Guns, geography, and generational divides
The family’s biggest fault line is over gun policy. Duran’s sons are strong Second Amendment supporters. Her backing of measures like waiting periods for firearm purchases and age limits for buyers went beyond simple disagreement: it helped prompt her younger son, David, to move his family from Colorado to Wyoming about a year and a half ago.
In Wyoming, he now lives on 80 acres, hunts freely, and is teaching his 6-year-old daughter to shoot, starting with a pellet gun and emphasizing safety. Duran admits the idea of a young child with her own gun storage makes her “cringe,” but she respects his commitment to teaching responsible use.
That tension captures a wider dynamic playing out across the Mountain West and beyond: people are increasingly choosing where to live based on state policy—from guns and taxes to schools and health care. For families, that can mean more physical distance, even as they work hard to preserve emotional closeness.
Practical lessons for politically divided families
If your own family spans the political spectrum, Duran’s story offers several actionable insights:
- Define non-negotiables: Like Duran’s “family before politics” rule, set shared ground rules for conversations during holidays and gatherings.
- Lead with shared values: Focus first on where your beliefs overlap—safety, opportunity, fairness, or community—before diving into disagreements.
- Tell stories, not slogans: Personal experiences (like Duran’s survival of domestic violence or her son’s commitment to gun safety) can humanize positions better than repeating party talking points.
- Accept core differences: As Patrick notes, some beliefs are so foundational that no debate will change them. Recognizing that can reduce friction and resentment.
- Stay curious, not combative: Ask family members what shaped their views—was it a job, military service, a formative childhood experience, or a mentor?
For many readers, this approach can turn political clashes into occasionally uncomfortable, but ultimately productive, conversations rather than relationship-ending battles.
Ideas to explore this topic further
To deepen your understanding of how families navigate political polarization and policy differences, consider:
- Exploring reporting from Colorado Public Radio on state politics and lived experiences behind key laws.
- Comparing how different states approach gun laws, victim support services, and domestic violence protections, and how that might influence where people choose to live.

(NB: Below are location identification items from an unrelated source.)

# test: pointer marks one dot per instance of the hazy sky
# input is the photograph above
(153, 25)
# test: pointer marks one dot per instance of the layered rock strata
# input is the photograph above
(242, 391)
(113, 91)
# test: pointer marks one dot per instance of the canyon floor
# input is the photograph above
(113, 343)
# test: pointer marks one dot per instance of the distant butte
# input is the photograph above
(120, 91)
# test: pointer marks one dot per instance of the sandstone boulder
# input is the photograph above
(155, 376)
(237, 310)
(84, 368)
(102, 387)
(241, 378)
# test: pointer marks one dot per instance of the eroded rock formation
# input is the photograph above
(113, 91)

- Starting a family “story night” where each person shares one life event that most shaped their political views—no rebuttals, just listening.
Monica Duran’s household shows that even under the same roof, people can interpret freedom, safety, and justice in very different ways—and still sit down together for tamales, tacos, or carnitas over the holidays.
For readers searching for a way through their own political divides, her example underscores a simple, durable hierarchy of priorities: relationships first, arguments second.